In conclusion, I stay single because it's pathetically easy, but not by my design. Perhaps one day I might stumble upon a man who is as invested in looking good for me as I would be invested in looking good for him. Instead of me wanting him to want me and him wanting me, I would want him and he would want me. Then we could meet in the middle, form a relationship based on mutual attraction, admiration, and lust.

How sad that society has made such things the exception, and not the norm.

4 comments:

doctressjulia said...

I found your blog through I Blame the Patriarchy. You posted a comment that made me think: "Why I am I not this articulate?" I love your blog, and I am linking it to my insignificant blog. You are awesome. Keep being great, I will definitely be back. :)

Jenn said...

Thanks a bunch! More readership is always welcome.

D said...

You say you expect men to dress up for you, but I'm wondering.
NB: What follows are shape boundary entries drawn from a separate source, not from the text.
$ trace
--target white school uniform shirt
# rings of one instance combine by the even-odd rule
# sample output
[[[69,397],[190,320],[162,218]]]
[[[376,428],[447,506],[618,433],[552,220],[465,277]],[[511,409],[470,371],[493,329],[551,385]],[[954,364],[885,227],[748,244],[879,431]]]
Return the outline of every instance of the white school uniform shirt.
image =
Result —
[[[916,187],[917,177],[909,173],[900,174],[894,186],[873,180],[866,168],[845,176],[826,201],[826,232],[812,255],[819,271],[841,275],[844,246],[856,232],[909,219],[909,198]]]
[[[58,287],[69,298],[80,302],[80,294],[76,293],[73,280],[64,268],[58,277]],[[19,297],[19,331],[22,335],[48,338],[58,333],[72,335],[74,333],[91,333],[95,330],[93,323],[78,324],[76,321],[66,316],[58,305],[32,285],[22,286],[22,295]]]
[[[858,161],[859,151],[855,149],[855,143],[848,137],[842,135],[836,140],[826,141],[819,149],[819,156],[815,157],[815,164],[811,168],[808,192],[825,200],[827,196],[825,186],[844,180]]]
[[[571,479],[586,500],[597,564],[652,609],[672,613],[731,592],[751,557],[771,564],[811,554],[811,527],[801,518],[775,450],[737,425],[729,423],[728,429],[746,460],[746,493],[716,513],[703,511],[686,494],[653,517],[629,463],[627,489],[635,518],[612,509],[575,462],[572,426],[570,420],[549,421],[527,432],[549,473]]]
At the end of the day, why should I? What benefit is there for me (or men in general) for doing such a thing? What do *I* get out of it?

D said...

As you haven't replied, I felt the need to clarify, as I don't like how my question came off.

I ask, because, in great majority, women are taught that men will come to them. Men are taught that we have to go to women.

A woman will dress up for a male, because if one wants to attract a partner, one needs to be in some way attractive.

Ergo, a woman will dress up, to attempt to attract someone.

I can guarantee you, as a male, that were I to dress in my very best, spend vast amounts of money on getting myself groomed and go out, looking as handsome as I am capable of...that nothing whatsoever would happen.

Inversely, if a woman did the same, I can guarantee you, someone would ask for her phone number.

That is why I say "what's in it for me?". It won't make a woman approach me, if I dress up nicely. It won't make any woman approach any man.

Sure, there's the very scarce minority of women that have no fear of approaching a man to inquire as to his relationship status and to potentially get his phone number, but they are so few and far between, that they might as well not exist.

I'm not really attempting to argue the reasons why things are this way, just to point out that they are this way, and that a male making himself attractive doesn't do any good, because it doesn't attract anyone.

That would be why more males don't bother. Because we know that whether we're wearing our favorite, ancient jeans with 100 holes in them, or a finely cut suit, if we want a date, we have to be the ones pursuing women, not the other way around.

Hell, I can even offer an example from my own life. A while back, I decided that I was done with relationships until, for once, a woman asked ME out on a date.

In five solid years, it hasn't yet happened.

No matter what I wear, no matter the status of my facial hair, scent, or anything else.

Did you ever consider that perhaps it's because of this, that more men don't bother dressing up?

If most women weren't so deathly afraid of the potential rejection that comes from asking someone out, I can bet you more men would be dressing nicely, in order to attract someone. Because they'd know that women would be out there, looking at men to pursue.

We know they aren't, so after a while, we stop caring about how nicely we're dressed.

(Coincidentally, from a male POV, there's also the factor that many of us figure that the nicer we dress, the more it will appear that we have money, and that runs the risk of attracting women who only want money.)

I didn't mean to offend with my question, and I assume from your lack of answer that I did. I hope the clarification helps, as your perspective is what I was seeking.